Compliance Disclaimers

As of April 12, 2018Guideline 9 (Developers and their plugins must not do anything illegal, dishonest, or morally offensive.) has been amended to include the following new prohibition:

  • implying that a plugin can create, provide, automate, or guarantee legal compliance

Some plugins offer to assist a site with being ‘compliant’ with laws like the ADA, GDPR, EU Cookie Law, VAT, HIPPA, PCI, and so on.

No plugin can offer 100% legal compliance. They can (and do) assist sites with being more compliant. Still, at the end of the day, the responsibility remains with the site administrators to ensure their sites meet the qualifications for any compliance. Even services are not providing full compliance, just compliance when their service is in use.

In order to make this more clear to site administrators, we recommend that plugins do not claim to be 100% compliant, and instead to explain that the plugin itself will assist in compliance. This has the added benefit of protecting developers in the case where compliance guidelines change and the plugin has not yet been updated.

What do I need to do?

tl;dr: Update your readme, documentation, assets (banners, screenshots, etc), and descriptions to clearly state that your plugin is meant to assist in compliance.

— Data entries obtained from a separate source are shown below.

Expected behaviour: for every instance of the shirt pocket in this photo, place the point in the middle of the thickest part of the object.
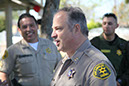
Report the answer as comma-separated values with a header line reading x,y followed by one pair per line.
x,y
25,65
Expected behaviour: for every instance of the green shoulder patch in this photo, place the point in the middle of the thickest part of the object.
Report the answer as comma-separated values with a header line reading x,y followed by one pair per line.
x,y
101,71
5,55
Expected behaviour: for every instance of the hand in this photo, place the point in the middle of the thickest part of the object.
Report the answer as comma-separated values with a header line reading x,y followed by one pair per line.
x,y
118,84
4,83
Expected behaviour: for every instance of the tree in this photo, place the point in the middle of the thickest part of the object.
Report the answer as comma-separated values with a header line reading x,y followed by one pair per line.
x,y
50,8
2,23
122,13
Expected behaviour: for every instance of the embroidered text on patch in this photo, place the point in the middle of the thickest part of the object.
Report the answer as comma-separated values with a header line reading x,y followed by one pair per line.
x,y
101,71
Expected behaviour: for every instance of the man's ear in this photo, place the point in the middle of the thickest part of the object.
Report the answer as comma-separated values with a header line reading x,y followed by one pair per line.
x,y
19,30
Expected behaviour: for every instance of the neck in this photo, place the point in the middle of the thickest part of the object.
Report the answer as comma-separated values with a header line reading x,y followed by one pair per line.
x,y
76,44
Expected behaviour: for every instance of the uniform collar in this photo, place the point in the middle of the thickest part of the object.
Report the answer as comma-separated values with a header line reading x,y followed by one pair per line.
x,y
77,55
25,44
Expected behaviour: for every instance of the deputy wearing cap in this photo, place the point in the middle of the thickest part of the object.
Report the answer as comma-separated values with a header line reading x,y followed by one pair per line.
x,y
32,59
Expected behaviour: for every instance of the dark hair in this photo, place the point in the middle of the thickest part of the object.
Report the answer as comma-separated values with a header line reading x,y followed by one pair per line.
x,y
110,15
76,16
24,15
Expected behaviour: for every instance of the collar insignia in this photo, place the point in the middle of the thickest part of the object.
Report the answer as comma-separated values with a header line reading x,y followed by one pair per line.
x,y
71,73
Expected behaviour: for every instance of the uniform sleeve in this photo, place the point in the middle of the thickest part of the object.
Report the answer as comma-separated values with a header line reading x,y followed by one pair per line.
x,y
7,62
101,74
123,73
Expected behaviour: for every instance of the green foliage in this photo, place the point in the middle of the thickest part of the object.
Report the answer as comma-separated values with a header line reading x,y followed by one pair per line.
x,y
2,23
92,24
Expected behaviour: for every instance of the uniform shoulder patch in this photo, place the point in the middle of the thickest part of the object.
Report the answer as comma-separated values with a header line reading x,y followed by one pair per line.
x,y
5,55
101,71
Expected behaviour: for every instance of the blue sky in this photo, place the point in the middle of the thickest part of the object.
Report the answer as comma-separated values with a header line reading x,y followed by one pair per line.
x,y
104,6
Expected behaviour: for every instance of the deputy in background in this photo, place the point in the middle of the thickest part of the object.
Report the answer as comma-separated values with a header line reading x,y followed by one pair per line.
x,y
114,47
32,60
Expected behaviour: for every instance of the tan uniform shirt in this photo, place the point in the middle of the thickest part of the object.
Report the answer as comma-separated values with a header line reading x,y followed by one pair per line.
x,y
89,67
31,68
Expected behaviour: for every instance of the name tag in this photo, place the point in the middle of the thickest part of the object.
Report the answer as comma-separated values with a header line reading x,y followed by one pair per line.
x,y
21,56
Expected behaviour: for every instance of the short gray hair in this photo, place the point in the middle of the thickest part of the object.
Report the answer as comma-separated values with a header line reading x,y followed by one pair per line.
x,y
76,16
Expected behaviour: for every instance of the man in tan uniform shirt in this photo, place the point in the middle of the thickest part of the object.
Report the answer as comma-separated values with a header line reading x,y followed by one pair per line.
x,y
83,65
33,59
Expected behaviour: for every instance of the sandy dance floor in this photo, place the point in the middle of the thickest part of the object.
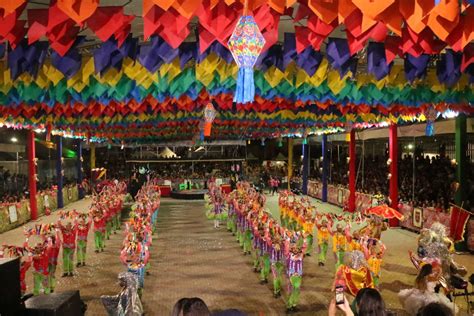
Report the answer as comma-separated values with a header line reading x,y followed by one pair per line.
x,y
191,258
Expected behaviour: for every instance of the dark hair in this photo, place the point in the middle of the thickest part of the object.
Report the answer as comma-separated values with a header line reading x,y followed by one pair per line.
x,y
420,281
195,307
435,309
370,303
179,306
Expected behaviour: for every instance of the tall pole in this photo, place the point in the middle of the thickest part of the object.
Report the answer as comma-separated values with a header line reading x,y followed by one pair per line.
x,y
59,170
325,168
290,161
460,142
414,171
352,172
92,146
393,153
305,167
79,169
32,174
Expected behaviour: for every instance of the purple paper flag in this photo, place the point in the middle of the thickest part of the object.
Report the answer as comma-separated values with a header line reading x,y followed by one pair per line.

For example, if your plugin says it “will make your website ADA compliant.” you should change that to “will help make your website more ADA compliant.” In addition, it would be wise to add in a note that “no plugin can provide 100% compliance” and then enumerate what yours does to get people closer. It’ll help your sales pitches too!

 

Do I need to change my plugin display name?

If your plugin name claims or implies compliance, yes.

For example, if your plugin display name is “100% EU Cookie Law Compliance” or “VAT-MOSS Compliance” then you should change the display name to “Improve EU Cookie Law Compliance” or “VAT-MOSS Compliance Assistant”

Keep in mind, a BETTER plugin name would be one that is unique to you. Remember, people can find “Foobar’s EU Cookie Law Tools” easier than “EU Cookie Law Tools” – they’ll remember your name easier.

My plugin’s a service and is 100% compliant. Do I still need to do this?

Yes, but in a slightly different way.

A service assumes the responsibility for the compliance needed in those cases, and that’s what needs to be clear in the readme: it’s not the plugin code, it’s the service. We strongly recommend you link to your proof of compliance, and that is has a date on it.

For example, instead of saying “Foobar Payment Plugin is PCI compliant.” you could say “The Foobar Payment Gateway Service handles PCI compliance, however this only pertains to purchases made using our gateway. Full details on our compliance can be found in our [documentation](https://service-name.com/doc/).”

My plugin uses a 3rd party library that claims 100% compliance. Do I need to change that?

Not unless you also claim it in your own readme/documentation. Though you should be a good human and warn them that what they’re doing isn’t really accurate.

I only talk about 100% XHTML compliance. Do I have to change things?

Technically no, but … can you really promise 100% compliance forever and ever? Probably best to change that and just say “Updated for further XHTML compliance.” Check out how WordPress.org handles Accessibility compliance for a good place to start.

 

What happens if I don’t do this?

If we find you’re making inaccurate claims, we will warn you. Then if it’s not fixed in a reasonable amount of time (60 days) your plugin may be closed. Worst than that, however, you open yourself up for legal disputes. This is not actually our responsibility to protect you from, however we feel that being good stewards of open source includes educating you as to these things. Essential, this is something that could seriously hurt you (or your company), and we’d rather that not happen.

In addition, from this point forward, if your plugin is closed for other issues (guideline or security related), we will require you to update the readme before we will reopen the plugin.

 

How do I report other plugins for this violation?

Same way you would anything. Email plugins@wordpress.org with a link to their plugin and an explanation as to why you feel they’re in violation. Keep in mind, closing a plugin is a last resort, so we may already be talking to them about it. Also remember pointing out other people making this mistake doesn’t give you a free pass. You have to fix your own stuff too.